During the second quarter of 2023, the Company concluded it was more likely than not the fair value of the Company’s RU Segment intangible assets was less than its carrying amount resulting from RU’s underperformance when compared to 2023 internal targets, projected enrollment trends, the decline in financial performance projected for the remainder of 2023 as compared to prior projections, and the Company’s market value. As a result, the Company completed an impairment test related to the valuation of RU Segment intangible assets during the second quarter. The implied fair value of intangible assets was calculated and compared to the recorded value and it was determined the fair value of the RU Segment trade name was $18.5 million, or $8.0 million less than its carrying value, and RU Segment accreditation, licensing, and Title IV was $6.0 million, or $3.0 million less than the carrying value during the second quarter. As a result, the Company recorded a non-cash impairment charge of $11.0 million to reduce the carrying values of the RU Segment indefinite-lived intangible assets during 2023. The impairment charge is included as impairment of goodwill and intangible assets in these Consolidated Financial statements. The impairment charge recorded eliminated the difference between the fair value of the trade name and accreditation, licensing, and Title IV indefinite-lived intangible assets, and the book value.

For the years ended December 31, 2024 and 2025, the Company’s annual assessment concluded that the fair value of RU’s indefinite lived intangible assets was more than the carrying value; consequently, there was no impairment. For the years ended December 31, 2023, 2024, and 2025, the Company completed its annual assessment of HCN indefinite-lived intangible assets and concluded that the fair value was more than the carrying value; consequently, there was no impairment.

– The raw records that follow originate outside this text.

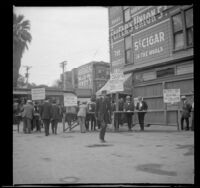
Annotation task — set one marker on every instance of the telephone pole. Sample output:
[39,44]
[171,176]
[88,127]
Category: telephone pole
[27,74]
[62,65]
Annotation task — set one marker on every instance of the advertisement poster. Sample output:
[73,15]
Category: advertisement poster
[171,95]
[38,94]
[70,99]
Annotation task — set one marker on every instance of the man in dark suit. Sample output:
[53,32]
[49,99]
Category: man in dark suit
[186,110]
[128,107]
[45,113]
[27,115]
[55,115]
[142,108]
[103,109]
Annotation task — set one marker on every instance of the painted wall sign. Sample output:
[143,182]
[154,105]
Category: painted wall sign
[152,44]
[70,99]
[38,93]
[171,95]
[85,76]
[140,21]
[115,15]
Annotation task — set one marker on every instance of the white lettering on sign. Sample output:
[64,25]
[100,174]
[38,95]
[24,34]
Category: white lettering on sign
[139,22]
[38,93]
[171,95]
[149,41]
[117,53]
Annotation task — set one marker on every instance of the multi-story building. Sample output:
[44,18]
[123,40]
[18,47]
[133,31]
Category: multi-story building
[155,45]
[93,75]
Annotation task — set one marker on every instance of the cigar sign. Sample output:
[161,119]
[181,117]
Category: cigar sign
[152,44]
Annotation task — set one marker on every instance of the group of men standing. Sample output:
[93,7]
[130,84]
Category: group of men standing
[49,113]
[104,108]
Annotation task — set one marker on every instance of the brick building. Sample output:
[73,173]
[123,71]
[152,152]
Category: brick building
[155,45]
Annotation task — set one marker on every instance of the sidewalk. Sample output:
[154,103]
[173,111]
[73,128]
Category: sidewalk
[161,154]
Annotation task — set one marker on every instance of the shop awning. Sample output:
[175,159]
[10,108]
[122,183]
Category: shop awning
[113,86]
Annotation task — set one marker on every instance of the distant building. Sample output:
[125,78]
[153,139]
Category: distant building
[155,45]
[93,75]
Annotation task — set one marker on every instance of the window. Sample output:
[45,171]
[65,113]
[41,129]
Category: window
[182,24]
[127,15]
[128,49]
[189,26]
[178,31]
[165,72]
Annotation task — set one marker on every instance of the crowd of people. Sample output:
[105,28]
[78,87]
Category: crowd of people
[92,115]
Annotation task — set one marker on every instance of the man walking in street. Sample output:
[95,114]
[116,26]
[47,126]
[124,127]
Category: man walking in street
[55,115]
[186,110]
[142,108]
[103,109]
[129,108]
[45,113]
[27,115]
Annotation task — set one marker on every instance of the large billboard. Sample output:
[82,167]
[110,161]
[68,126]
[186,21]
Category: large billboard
[85,76]
[152,44]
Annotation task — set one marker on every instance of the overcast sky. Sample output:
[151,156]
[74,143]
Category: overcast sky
[78,35]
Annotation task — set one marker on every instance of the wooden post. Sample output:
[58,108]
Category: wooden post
[63,121]
[164,106]
[117,109]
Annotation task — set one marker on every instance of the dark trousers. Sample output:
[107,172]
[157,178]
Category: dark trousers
[92,120]
[46,126]
[36,123]
[87,122]
[141,120]
[54,124]
[129,120]
[187,122]
[26,125]
[103,130]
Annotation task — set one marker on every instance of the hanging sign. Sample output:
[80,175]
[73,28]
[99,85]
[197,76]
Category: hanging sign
[38,93]
[171,95]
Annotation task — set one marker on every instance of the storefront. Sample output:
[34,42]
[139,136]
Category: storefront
[155,45]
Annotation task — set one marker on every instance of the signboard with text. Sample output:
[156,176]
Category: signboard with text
[152,44]
[171,95]
[70,99]
[38,93]
[117,82]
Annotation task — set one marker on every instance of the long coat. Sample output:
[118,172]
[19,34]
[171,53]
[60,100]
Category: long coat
[55,112]
[186,109]
[45,110]
[103,109]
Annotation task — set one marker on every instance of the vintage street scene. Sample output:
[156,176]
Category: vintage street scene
[103,95]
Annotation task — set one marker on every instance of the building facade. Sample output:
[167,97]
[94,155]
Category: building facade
[93,75]
[155,44]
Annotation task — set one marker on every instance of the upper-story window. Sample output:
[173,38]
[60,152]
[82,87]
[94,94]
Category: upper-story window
[128,49]
[127,15]
[182,25]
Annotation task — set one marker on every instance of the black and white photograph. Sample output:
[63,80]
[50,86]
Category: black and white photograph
[103,95]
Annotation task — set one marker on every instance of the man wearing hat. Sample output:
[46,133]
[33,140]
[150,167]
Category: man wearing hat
[103,109]
[129,107]
[27,115]
[186,109]
[55,115]
[142,108]
[45,113]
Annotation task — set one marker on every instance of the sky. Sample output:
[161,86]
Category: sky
[77,35]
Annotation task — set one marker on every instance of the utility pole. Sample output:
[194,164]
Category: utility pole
[62,65]
[27,74]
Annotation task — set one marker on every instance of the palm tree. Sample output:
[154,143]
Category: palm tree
[21,37]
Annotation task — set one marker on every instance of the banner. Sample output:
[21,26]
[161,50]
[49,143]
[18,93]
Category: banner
[38,93]
[70,99]
[171,95]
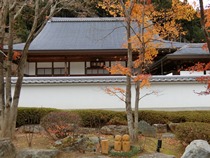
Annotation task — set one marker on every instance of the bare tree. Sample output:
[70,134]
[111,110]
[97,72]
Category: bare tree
[42,9]
[203,21]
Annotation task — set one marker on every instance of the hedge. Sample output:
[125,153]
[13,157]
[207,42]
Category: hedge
[98,118]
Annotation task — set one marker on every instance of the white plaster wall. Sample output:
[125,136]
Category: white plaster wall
[32,68]
[194,73]
[59,64]
[92,96]
[77,68]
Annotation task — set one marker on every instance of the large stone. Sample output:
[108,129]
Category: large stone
[7,149]
[114,129]
[172,126]
[146,129]
[31,129]
[38,153]
[160,128]
[157,155]
[197,149]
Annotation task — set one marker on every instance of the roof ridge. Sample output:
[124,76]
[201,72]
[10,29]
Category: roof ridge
[88,19]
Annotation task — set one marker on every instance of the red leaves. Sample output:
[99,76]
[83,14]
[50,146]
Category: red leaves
[16,55]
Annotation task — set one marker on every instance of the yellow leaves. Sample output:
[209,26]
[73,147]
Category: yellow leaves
[181,11]
[112,6]
[144,80]
[119,69]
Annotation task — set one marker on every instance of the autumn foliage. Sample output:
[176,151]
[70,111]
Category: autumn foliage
[61,124]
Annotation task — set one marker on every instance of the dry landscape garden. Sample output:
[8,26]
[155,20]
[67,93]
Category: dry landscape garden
[79,133]
[154,32]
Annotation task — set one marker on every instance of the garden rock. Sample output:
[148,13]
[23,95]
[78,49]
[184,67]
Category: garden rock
[81,144]
[31,129]
[114,129]
[146,129]
[197,148]
[156,155]
[160,128]
[7,149]
[172,126]
[38,153]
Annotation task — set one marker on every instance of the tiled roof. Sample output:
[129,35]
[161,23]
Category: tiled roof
[100,79]
[191,49]
[70,34]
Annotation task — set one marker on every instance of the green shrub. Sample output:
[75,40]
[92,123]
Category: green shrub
[190,131]
[61,123]
[153,117]
[99,118]
[31,115]
[134,151]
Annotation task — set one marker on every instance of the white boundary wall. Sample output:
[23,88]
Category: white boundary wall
[92,96]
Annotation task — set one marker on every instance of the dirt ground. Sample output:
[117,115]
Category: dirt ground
[42,141]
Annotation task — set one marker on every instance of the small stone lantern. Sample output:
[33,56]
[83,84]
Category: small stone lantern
[126,145]
[118,143]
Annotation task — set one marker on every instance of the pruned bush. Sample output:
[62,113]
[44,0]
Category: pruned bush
[61,124]
[153,117]
[31,115]
[99,118]
[189,131]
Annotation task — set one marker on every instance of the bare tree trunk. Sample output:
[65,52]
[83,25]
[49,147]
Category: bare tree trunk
[21,67]
[128,84]
[127,13]
[136,111]
[3,14]
[139,72]
[203,21]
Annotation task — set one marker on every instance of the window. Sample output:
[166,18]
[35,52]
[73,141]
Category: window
[59,71]
[96,68]
[97,64]
[44,71]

The following table represents the balance of the Company’s indefinite-lived intangible assets as of December 31, 2024 and 2025 (in thousands):

Indefinite-lived intangible assets
Trade name$20,498 
Accreditation, licensing, and Title IV7,686 
Affiliation agreements37 
Total indefinite-lived intangible assets$28,221 

Determining fair value requires judgment and the use of significant estimates and assumptions, including fluctuations in enrollments, revenue growth rates, operating margins, discount rates, and future market conditions, among others. Given the
current competitive and regulatory environment and the uncertainties regarding the related impact on the business, there can be no assurance that the estimates and assumptions made for purposes of the Company’s interim and annual goodwill and intangible asset impairment tests will prove to be accurate predictions of the future. If the Company’s assumptions are not realized, the Company may record additional goodwill and intangible asset impairment charges in future periods. It is not possible at this time to determine if any such future impairment charge would result or whether such charge would be material.